Pharmacogenomic Testing Shows Promise in Guiding Clopidogrel Antiplatelet Therapy in Poor Responders

NEW ORLEANS, LA—The debate over the use of pharmacogenomic- or pharmacodynamic-tailored antiplatelet therapy continues to be a subject of interest at ACC.11, the American College of Cardiology's 60th Annual Scientific Session. Deepak Bhatt, MD, MPH, FACC from the Cleveland Clinic and Matthew Price, MD from Scripps Clinic in San Diego presented evidence supporting the use of pharmacogenomic assessment to guide the use of clopidogrel (Plavix) antiplatelet therapy.

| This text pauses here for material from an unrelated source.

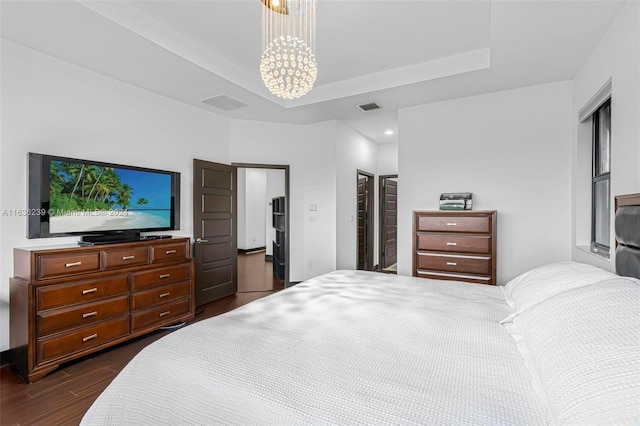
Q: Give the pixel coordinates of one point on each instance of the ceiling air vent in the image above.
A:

Despite the proven efficacy of clopidogrel in the reduction of CV events, ischemic events continue to occur with an estimated event rate of 8.8% one year following percutaneous coronary intervention (PCI). This can be attributed to the substantial variability in the antiplatelet effect of clopidogrel due to the CYP2C19 genotype and other polymorphisms. Dr. Bhatt presented data from the PLATO study demonstrating that carriers of the CYP2C19*2 gene are poor responders to clopidogrel therapy and experience a greater event rate (12.1%) of death, myocardial infarction (MI), stroke, and urgent revascularization compared with 8% of noncarriers (P=0.01). Additionally, time to first CV event was worse in CYP2C19*2 carriers as compared with noncarriers (HR=3.69 [1.69-8.05]; P=0.0005).

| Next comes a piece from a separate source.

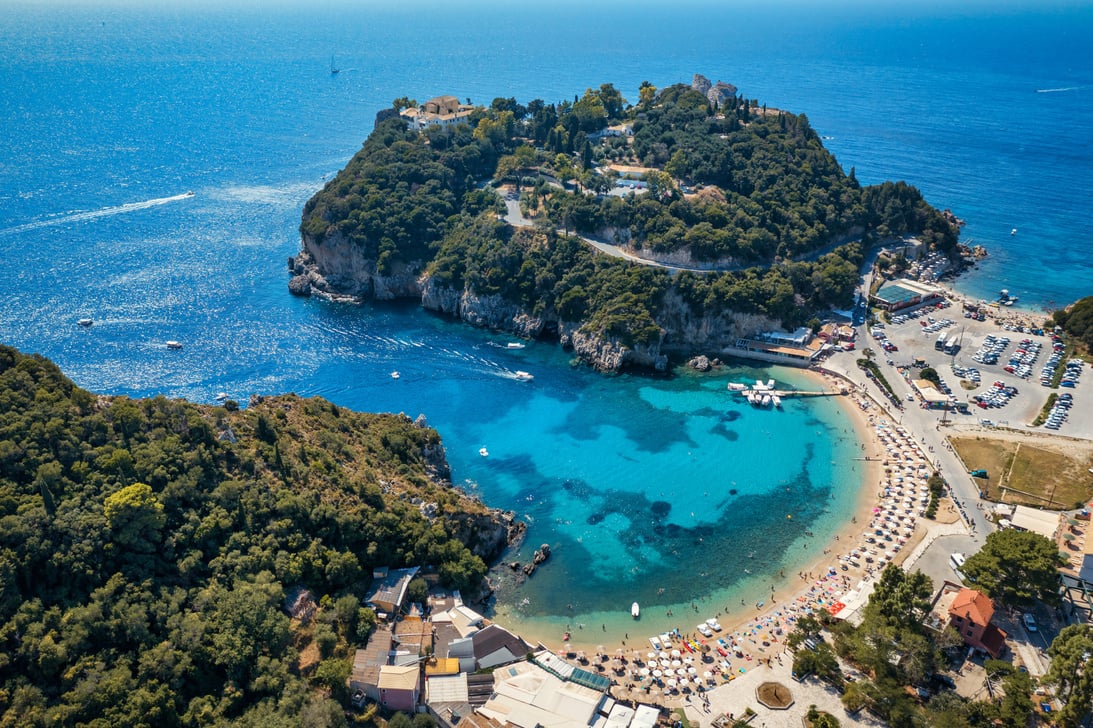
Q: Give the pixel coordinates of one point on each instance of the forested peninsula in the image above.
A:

The GRAVITAS study, presented by Dr. Price, was designed to determine if doubling the standard dose of clopidogrel (75mg/day) would overcome poor-responsiveness. Poor responders were defined as patients with high residual on-treatment platelet activity, established as ≥230 P2Y12 reactivity units (PRU). PRU was measured with the VerifyNowP2Y12 assay. Compared with standard-dose therapy, high-dose clopidogrel (150mg/day) achieved a modest reduction in on-treatment platelet reactivity. However, in patients with high-reactivity after PCI, 6-months of clopidogrel 150mg did not reduce the rate of CV death, non-fatal MI, or stent thrombosis compared with clopidogrel 75mg (2.3% vs. 2.3%; HR=1.01 [0.58–1.78]; P=0.98). Though clinical benefit was not observed in this trial, Dr. Price states that the results suggest that further studies should assess if larger doses may be needed for adequate platelet inhibition.